Лучшим методом, я думаю, реализации этих принципов было бы посвятить несколько лекций в последнем семестре каждого полного курса изучению некоторых избранных работ недавних писателей, выбранных с санкции Образовательного комитета. Но я должен просить о целых работах. «Отрывки» и «Избранные красоты» примерно так же практичны, как достойный человек из старой истории, который, желая продать свой дом, принес один из кирпичей на рынок в качестве образца. Это одинаково несправедливо по отношению к автору и по отношению к ученику; ибо невозможно показать достоинства или недостатки произведения искусства, даже объяснить истину или ложь любого конкретного отрывка, кроме как рассматривая книгу как органическое целое. А что касается страха вызвать желание читать больше автора, чем может быть уместно — когда на работу уже указали как на действительно вредную, остальное должно быть оставлено на усмотрение лучшего предохранителя, который я пока обнаружил в мужчине или женщине — собственной чести ученика.
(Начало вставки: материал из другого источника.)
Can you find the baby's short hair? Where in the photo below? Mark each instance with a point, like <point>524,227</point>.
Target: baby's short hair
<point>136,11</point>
Такое знание английской литературы способствовало бы не меньше, я думаю, распространению здоровых исторических взглядов среди нас. Литература каждой нации — это ее автобиография. Даже в своих самых сложных и художественных формах она все еще остается удивительно бесхитростной и бессознательной записью ее сомнений и ее веры, ее печалей и ее триумфов в каждую эпоху ее существования. Удивительно бесхитростная и правильная — потому что все высказывания, которые не были верны своему времени, которые не затрагивали какую-то сочувствующую струну в душах их сердец, почти наверняка были выметены в здоровое забвение, и только самые подлинные и искренние остались для потомства. История Англии, действительно, есть литература Англии — но очень отличная от любой школьной истории или другой, ныне популярной. Вы найдете ее ни простым списком актов парламента и записей, как некоторые; ни антикварной галереей костюмов и доспехов, как другие; ни простой военной газетой и отчетом об убитых и раненых время от времени; меньше всего «Пэром Дебретта» и каталогом королей и королев (чьи имена даны, в то время как их души игнорируются), но истинной духовной историей Англии — картиной душ наших старых предков, которые работали, и сражались, и скорбели, и умирали за нас; на чьих накопленных трудах мы теперь здесь стоим. Это я называю историей — не одного класса должностей или событий, но живых человеческих душ английских мужчин и английских женщин. И поэтому наиболее приспособленной к уму женщины; той, которая вызовет в полное упражнение ее благословенную способность сочувствия, то чистое и нежное сердце из плоти, которое учит ее всегда находить свой высший интерес в человечестве, просто как в человечестве; видеть Божественное наиболее полно в человеческом; предпочитать воплощенное бесплотному, личное абстрактному, патетическое интеллектуальному; видеть, и истинно, в самой обычной сказке о деревенской любви или печали, тайну более глубокую и более божественную, чем лежит во всех теориях политиков или фиксированных идеях мудреца.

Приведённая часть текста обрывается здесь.